I’m looking for some centrist political party to find a home in and it’s not there, actually.
One of the pleasures of living in London is the opportunity to do things that are only possible in a city of its size.
I remember in one parish a terrible row over the ideal size of mince pies, and in another two great ladies dashing trays of pancakes to the vicarage floor in a controversy over whether to roll or to fold. But the real arena for food combat is television.
Trying to do Christianity properly is tough. Life as a priest is rigorous and disciplined. It involves sacrifices.
Like most people, I cook about a dozen dishes, over and over again, and to stretch the menu has meant stretching my competence to breaking point.
In my opinion, the best of the knockout cookery series is ‘MasterChef’, which I have watched since Loyd Grossman’s day, back in the 1990s.
The dog collar is fascinating to people, when it doesn’t repel. I’ve got used to being shouted at in the street.
The thing I worry about with religion isn’t to do much with forgetting Christmas. It’s to do with religion being angry and violent.
There’s more of me on Twitter than there is in real life.
I started playing the piano aged four in an effort to copy Grandpa, who was constantly showing off and entertaining us all, singing comic songs on his baby grand.
I am not in favour of hierarchies that grant privileges to members who fail to uphold those values – there are plenty of those – but the monarchy is really the Queen, who is of unimpeachable integrity and the longest serving head of state in the world, and who never puts a foot wrong.
I don’t think you need to justify faith, faith is its own justification.
I spend much of my time in a broadly liberal secular world but I don’t belong to it, I belong somewhere else.
I was the middle child of three boys and grew up in the village of Barton Seagrave near Kettering, Northamptonshire. My father, Nigel, followed his father, Keith, into shoe manufacturing.
Generally on a Saturday I come home wreathed in media glamour having interviewed a former Krankie or someone, and suddenly I am back in the world of orange blossom and bells.
The thought of having sclerosis of the synapses is alarming. I wonder if in later life I will pay the price for having overstimulated my mental apparatus in my twenties.
My dachshunds are not substitutes for children. But the pattering of tiny feet around the place is a joy.
I will be doing a lot of human interest interviews. It involves empathising and listening. Which is a lot of what my day job is about. And, frankly, the priesthood isn’t without its element of showbusiness.
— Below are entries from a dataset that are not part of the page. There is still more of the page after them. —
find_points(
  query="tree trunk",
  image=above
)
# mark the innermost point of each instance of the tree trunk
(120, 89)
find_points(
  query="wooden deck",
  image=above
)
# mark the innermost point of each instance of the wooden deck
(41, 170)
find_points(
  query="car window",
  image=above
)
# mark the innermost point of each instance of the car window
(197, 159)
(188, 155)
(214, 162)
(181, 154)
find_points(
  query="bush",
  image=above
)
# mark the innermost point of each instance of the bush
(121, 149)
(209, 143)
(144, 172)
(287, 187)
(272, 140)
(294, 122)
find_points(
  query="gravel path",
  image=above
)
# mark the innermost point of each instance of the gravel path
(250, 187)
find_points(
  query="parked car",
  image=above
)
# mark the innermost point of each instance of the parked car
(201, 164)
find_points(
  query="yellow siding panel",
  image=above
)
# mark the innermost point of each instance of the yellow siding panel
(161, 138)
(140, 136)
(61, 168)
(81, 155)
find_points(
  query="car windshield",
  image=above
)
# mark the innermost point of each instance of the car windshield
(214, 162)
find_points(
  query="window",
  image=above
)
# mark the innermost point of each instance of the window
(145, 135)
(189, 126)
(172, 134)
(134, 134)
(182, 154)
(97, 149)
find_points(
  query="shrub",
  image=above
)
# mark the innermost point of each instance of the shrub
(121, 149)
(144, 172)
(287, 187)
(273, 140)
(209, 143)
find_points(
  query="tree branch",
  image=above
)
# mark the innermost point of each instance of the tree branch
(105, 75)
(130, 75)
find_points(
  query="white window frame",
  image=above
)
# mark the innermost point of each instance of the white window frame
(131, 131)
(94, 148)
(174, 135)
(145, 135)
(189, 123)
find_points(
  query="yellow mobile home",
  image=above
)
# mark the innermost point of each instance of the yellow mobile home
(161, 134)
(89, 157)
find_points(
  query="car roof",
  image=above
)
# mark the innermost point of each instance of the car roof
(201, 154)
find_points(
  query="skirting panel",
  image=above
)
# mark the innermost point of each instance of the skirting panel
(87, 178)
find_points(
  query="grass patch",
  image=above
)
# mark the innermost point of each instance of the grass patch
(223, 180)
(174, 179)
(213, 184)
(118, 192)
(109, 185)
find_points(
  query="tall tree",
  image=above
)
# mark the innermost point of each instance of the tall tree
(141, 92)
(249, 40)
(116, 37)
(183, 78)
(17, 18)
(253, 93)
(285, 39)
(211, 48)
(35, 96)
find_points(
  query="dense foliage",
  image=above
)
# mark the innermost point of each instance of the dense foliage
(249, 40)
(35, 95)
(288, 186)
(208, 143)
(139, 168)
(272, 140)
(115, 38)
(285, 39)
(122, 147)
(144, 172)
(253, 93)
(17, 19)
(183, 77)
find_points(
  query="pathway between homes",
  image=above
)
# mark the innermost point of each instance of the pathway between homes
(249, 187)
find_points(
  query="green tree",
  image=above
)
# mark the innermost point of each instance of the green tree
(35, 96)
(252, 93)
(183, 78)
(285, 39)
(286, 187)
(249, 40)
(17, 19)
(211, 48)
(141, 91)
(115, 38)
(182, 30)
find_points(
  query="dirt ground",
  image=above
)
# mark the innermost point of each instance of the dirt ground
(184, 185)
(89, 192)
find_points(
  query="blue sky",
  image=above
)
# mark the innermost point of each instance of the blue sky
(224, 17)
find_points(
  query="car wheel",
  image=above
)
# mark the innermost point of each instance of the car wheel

God chooses to arrive among the poor and the insignificant and the politically awkward, so what are we missing when we overlook them?
You find you have a lot of friends when you are rich and idle.
I love talking about myself.
I just looked preposterous. It would be ‘King Lear’ and I’d walk on with Cordelia’s dead body in my arms and the audience would hoot with laughter. The only time they didn’t laugh was when I was doing comedy.
What I wear identifies me as a priest. I don’t agree with all this trying to appear ‘normal’. If you want that to be normal, don’t take off your dog collar and then put it on again, because what you’re doing is playing along with the view that wearing one makes you odd.
I’m not the first Christian to have a fruity past. I hesitate to compare myself to St Augustine or St Paul, but there is a precedent for this sort of thing.